The subway disaster the day before changed the subway platform dynamics the next morning. Commuters who normally tried to pretend that nobody else actually existed were swapping war stories of the previous day's adventures. The week before, I'd felt like an outsider because I reacted to things no one else seemed to see. Today, I felt like an outsider in a different way. Or maybe I was the ultimate insider because I'd known something no one else did. Yeah, that was it. For once in my life I was the person in the know. I had to fight back a smile as I eavesdropped on conversations about sitting for an hour in the subway tunnel. It was like finding a great deal at the Neiman Marcus outlet and feeling smugly superior that there were people out there wearing the same thing who'd paid the full price. I'd felt guilty about Marcia being stuck, but I didn't owe these people anything.
The access to insider information made me feel somewhat better about heading to the dreary verification office. My specific office might be miserable, but there were definite benefits to working for a company like this.
Kim was already in the office when I arrived. She glared at me before returning to whatever it was she was working on. Since our job didn't appear to require extra work while we were in the office, I wondered what she was up to. There had to be something in place to keep people from writing tell-all books about a magical company. Not that anyone would believe anything she wrote. She could possibly hit the best-seller list if she sold it as a novel, though.
I went to the kitchen area and put my lunch in the refrigerator, poured coffee into the cup I'd brought from home, and added cream and sugar before returning to my desk and getting Owen's books out of the drawer. I'd just started reading about the use of magic during Arthur's reign when Gregor arrived. He grunted at us and went to his desk. Angie, Gary, and Rowena drifted in a few minutes later, along with two other people I hadn't met the day before. They didn't seem to notice that there was a new person in the office, and I didn't feel perky enough to initiate the introductions. The ones I'd met already thought I was an apple polisher, and I didn't want to add to my reputation.
Unfortunately, my reputation got added to without me doing anything. "Katie, good call on that meeting yesterday," Gregor called from his desk.
The others all turned to look at me, and none of them looked happy. I was particularly glad that Kim couldn't use magic, whether or not it was kosher to do harm with an MSI spell. "Thank you," I said to Gregor before burying my head in the book. I decided to put off my talk with Rod, for fear I'd look even more like I was coming in to shake things up, no matter how badly they needed to be shaken.
Fortunately, calls for verification started coming in, and the staff was sent off to various parts of the company, which meant I had fewer people glaring at me. Gregor didn't send me to shadow anyone, for which I was grateful. I wasn't sure I wanted much one-on-one time with these people. Finally, he called my name. "You can go out on your own today, given how well you handled yourself yesterday," he said grudgingly. Angie looked up from changing her nail polish to a hot-pink shade and rolled her eyes. "We need you to take a sales call. Head down to the sales department."

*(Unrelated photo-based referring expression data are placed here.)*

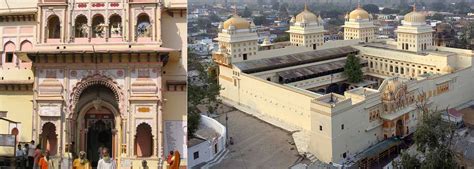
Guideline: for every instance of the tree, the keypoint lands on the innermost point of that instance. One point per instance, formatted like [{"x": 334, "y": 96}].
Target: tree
[
  {"x": 353, "y": 69},
  {"x": 207, "y": 95},
  {"x": 433, "y": 138},
  {"x": 371, "y": 8}
]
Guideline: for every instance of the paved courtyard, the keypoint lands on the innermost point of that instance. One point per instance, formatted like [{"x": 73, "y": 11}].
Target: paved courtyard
[{"x": 256, "y": 144}]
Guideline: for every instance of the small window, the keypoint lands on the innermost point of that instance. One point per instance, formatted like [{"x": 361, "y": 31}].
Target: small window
[
  {"x": 9, "y": 57},
  {"x": 196, "y": 155}
]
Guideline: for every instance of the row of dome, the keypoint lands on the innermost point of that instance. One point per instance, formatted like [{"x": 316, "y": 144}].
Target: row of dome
[{"x": 309, "y": 17}]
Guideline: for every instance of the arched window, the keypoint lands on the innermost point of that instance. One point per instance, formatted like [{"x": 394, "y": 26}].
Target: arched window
[
  {"x": 49, "y": 139},
  {"x": 115, "y": 26},
  {"x": 54, "y": 27},
  {"x": 82, "y": 30},
  {"x": 143, "y": 141},
  {"x": 143, "y": 26},
  {"x": 98, "y": 26},
  {"x": 9, "y": 49}
]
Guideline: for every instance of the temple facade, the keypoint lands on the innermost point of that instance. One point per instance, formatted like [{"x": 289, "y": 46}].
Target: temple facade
[
  {"x": 303, "y": 89},
  {"x": 86, "y": 74}
]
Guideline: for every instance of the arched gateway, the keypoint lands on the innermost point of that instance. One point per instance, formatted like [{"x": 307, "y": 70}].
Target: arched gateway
[{"x": 95, "y": 116}]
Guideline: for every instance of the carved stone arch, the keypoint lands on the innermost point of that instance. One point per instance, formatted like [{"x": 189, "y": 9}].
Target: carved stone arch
[
  {"x": 150, "y": 19},
  {"x": 26, "y": 45},
  {"x": 96, "y": 79}
]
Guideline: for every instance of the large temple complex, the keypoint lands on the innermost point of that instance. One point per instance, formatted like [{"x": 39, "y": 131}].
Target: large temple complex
[
  {"x": 79, "y": 74},
  {"x": 301, "y": 87}
]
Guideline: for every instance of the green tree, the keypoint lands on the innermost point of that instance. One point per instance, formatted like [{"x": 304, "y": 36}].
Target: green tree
[
  {"x": 207, "y": 95},
  {"x": 353, "y": 69},
  {"x": 433, "y": 138},
  {"x": 371, "y": 8}
]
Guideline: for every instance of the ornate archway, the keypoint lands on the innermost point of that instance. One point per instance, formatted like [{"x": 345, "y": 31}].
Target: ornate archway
[{"x": 96, "y": 98}]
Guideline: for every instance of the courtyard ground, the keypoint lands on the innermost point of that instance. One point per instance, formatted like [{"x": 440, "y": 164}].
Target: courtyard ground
[{"x": 257, "y": 144}]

I put a slip of paper in my book to mark my place and hurried out of the office. I wasn't sure how I'd find Sales, but my memory was better than I thought, for I found myself there without any false turns.
Once inside the suite, I called out, "Hi, did anyone call for verification?"

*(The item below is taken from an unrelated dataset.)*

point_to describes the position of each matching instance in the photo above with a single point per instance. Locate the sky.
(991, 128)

A tall elf who looked incongruous wearing a business suit stuck his head out of his office door and said, "Be with you in a sec." It looked like Tolkien's version of elves was the accurate one. That was nice to know. I liked the idea of tall, elegant creatures far more than I liked the short, cute little things that appear in animated Christmas specials or Keebler commercials.
He reappeared a few seconds later and stuck a hand out at me. "Hi, Selwyn Momingbloom, MSI Outside Sales." After shaking my hand, he gave me a business card.
"Katie Chandler, Verification," I said, but I didn't have a business card to give him.
It was somewhat disconcerting to see an elf acting like a high-end car salesman.
Legolas wasn't supposed to sell cars.
"Okay, Katie, shall we?" He ushered me toward the door, which flew open at our approach. "We're doing a check on one of our retail outlets. I need you to let me know what the place really looks like, in case they've got merchandise hidden."
"What should I look for?"
"You tell me what you see, and I'll decide if it should or shouldn't be there." We reached the lobby, where Selwyn called out to the security guard/butler, "Hughes, we're gonna need transport."